Dear Mexican: I’m a Spanish-language student struggling with tenses and the gender of nouns. The other day, some friends and I were discussing street slang and the word verga (penis) came up (no pun intended). It occurred to me that the definitive symbol of masculinity ends in the feminine “a.” What’s up with that?
—Dazed and (Gender) Confused
Dear Gabacho: I feel your pain, Dazed. Learning a new language is difficult, especially when it comes to grammar — I still don’t get the difference between the comparatives “like” and “such as,” and my parents smuggled me into this country decades ago.
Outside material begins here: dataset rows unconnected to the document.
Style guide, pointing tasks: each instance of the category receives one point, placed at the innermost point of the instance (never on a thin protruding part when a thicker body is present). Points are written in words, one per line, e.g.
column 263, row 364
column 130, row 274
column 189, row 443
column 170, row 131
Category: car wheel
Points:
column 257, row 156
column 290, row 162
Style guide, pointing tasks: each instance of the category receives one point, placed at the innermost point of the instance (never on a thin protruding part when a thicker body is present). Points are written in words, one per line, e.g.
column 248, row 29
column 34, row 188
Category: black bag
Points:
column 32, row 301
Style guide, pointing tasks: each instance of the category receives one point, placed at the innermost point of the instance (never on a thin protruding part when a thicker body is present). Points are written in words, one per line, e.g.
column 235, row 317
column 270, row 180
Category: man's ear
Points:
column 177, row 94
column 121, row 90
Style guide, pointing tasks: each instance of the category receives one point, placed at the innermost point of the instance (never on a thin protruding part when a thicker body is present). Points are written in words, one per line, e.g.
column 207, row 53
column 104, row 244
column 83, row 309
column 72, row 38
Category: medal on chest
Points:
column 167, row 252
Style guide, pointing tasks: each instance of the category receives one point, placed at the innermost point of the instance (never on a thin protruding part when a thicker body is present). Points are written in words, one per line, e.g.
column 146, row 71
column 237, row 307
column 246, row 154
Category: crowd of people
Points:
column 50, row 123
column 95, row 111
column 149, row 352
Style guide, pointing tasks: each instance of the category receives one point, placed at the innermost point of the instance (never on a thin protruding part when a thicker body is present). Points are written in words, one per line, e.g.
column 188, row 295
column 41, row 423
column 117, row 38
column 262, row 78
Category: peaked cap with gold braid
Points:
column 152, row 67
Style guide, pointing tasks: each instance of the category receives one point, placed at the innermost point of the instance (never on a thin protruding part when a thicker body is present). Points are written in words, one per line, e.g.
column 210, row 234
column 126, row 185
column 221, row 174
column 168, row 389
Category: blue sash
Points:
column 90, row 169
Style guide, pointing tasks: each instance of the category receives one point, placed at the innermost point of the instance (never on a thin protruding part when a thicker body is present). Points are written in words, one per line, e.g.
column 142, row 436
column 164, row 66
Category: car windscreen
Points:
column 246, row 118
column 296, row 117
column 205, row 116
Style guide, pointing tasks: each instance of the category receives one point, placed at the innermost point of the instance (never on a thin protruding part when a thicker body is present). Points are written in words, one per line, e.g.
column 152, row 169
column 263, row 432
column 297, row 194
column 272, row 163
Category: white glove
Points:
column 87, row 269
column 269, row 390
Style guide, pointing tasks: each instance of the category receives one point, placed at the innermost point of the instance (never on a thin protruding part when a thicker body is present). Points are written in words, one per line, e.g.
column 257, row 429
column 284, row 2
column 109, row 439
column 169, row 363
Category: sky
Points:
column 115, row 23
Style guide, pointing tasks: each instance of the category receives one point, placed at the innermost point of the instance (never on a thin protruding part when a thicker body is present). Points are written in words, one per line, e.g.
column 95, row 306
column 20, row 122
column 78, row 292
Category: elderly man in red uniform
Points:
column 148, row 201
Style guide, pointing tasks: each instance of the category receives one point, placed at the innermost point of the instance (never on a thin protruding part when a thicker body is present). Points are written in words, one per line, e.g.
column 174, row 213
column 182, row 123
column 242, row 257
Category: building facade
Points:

You didn’t indicate any problems with tenses, although Spanish is infamous for its multiple possibilities (especially that pinche pluperfect). On the other mano, grammatical gender in Spanish is relatively straightforward — nouns that end in “a” tend to be feminine and are denoted with the article la, while those ending in “o” are masculine and use the article el. That’s the case with verga, as you correctly note. So how did this most macho of words get emasculated? Simple: Verga actually means “rod,” and its etymological origins are in the Latin virga, which also had the same formal and colloquial definitions as verga. The Romans classified virga as feminine for reasons known only to them (read: they were all gay), and the Romance languages inherited this syntax sin from them (the French verge, which also means “rod,” is feminine). Perhaps it’s all a divine joke: Romance cultures are famously chauvinist, so what better way for Diós to get back at His wayward children than to wussify a much-cherished synonym for penis?